Nah. Whiteboard interviews test a bunch of traits that are important in a job. They aren't designed to be a baroque hazing ritual.

More generally, we could make a list of desirable / necessary qualities in a good hire based on what they'll spend their time doing. Imagine you're hiring someone to work in a team writing a web app. Their job will involve writing javascript & CSS in a large project. So they need to write code, and read and debug code written by their coworkers. They will need to present their work regularly. And attend meetings. The resulting website needs to be fast, easy to use and reliable.

From that, we can brainstorm a list of skills a good applicant should have:

- Programming skills. JS + CSS specifically. Also reading & debugging skills.

- Communication skills. (Meetings, easy to work with, can explain & discuss ideas with coworkers, etc).

- Understanding of performance, UX concepts, software reliability, etc

- Knowledge of how web browsers work

- Capacity to learn & solve unexpected problems

And so on.

Now, an idealised interview process would assess a candidate on each of these qualities. Then rank candidates using some weighted score across all areas based on how important those qualities are. But that would take an insane amount of time. The ideal assessment would assess all of this stuff efficiently. So you want to somehow use a small number of tasks to assess everything on that big list.

Ideally, that's what whiteboard interviews are trying to do. They assess - all at once - problems solving skills, capacity for learning, communication skills and ideally CS fundamentals. Thats pretty good as far as single task interviews go!

> we have no scientific evidence

There's a mountain of evidence. Almost all of it proprietary, and kept under lock and key by various large companies.
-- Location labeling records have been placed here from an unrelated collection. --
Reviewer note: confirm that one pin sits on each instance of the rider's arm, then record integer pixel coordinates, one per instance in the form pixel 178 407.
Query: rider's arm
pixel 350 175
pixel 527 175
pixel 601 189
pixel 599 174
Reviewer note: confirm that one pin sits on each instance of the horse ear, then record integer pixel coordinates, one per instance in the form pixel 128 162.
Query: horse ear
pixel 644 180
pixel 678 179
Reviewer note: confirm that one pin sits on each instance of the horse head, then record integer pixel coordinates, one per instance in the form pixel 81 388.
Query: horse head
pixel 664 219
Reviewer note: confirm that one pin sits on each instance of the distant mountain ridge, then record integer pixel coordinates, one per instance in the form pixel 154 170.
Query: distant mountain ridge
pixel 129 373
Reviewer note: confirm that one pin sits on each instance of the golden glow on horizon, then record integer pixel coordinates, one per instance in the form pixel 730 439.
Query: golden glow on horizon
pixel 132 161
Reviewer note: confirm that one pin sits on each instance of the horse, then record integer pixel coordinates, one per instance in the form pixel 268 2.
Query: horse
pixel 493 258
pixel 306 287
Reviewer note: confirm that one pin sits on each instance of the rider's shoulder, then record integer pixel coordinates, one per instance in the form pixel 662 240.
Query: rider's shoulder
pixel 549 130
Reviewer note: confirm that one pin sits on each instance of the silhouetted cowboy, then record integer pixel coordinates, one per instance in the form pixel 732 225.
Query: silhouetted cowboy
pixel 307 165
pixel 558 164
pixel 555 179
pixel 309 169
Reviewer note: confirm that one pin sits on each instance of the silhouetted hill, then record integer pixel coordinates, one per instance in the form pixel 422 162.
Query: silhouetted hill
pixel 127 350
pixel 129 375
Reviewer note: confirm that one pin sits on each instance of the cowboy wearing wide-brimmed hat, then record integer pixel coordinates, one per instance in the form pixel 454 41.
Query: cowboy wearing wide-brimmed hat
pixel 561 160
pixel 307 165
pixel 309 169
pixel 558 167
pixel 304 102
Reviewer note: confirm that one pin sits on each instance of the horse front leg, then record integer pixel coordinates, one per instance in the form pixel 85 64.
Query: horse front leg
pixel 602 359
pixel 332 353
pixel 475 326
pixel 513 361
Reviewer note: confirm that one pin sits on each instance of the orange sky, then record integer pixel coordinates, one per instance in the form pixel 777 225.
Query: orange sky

The data I've seen shows success at whiteboard interviews is a positive signal in a candidate. Skill at whiteboard interviews is positively correlated with skill in other areas - but its not a perfect correlation. Really, the problem really isn't whiteboard interviews. Its that people think whiteboard interviews give you enough signal. They don't. They don't tell you how good someone is at programming or debugging. A good interview for a software engineer must assess technical skills as well.

Speaking as someone who's interviewed hundreds of candidates, yes. There are some people who will bomb a whiteboard interview but do well at other technical challenges you give them. But they are nowhere near as common as people on HN like to claim. Most people who are bad at whiteboard interviews are also bad at programming, and I wouldn't hire them anyway.

The reality is, most people who make homebrew get hired. There's plenty of work in our industry for people who have a track record of doing great work. Stop blaming the process.


> proprietary, and kept under lock and key by various large companies.

I trust that about as much as I trust secret proprietary encryption algorithms.


He wasn't actually asked that question, but just used it as a stand-in for the entire category of interview questions.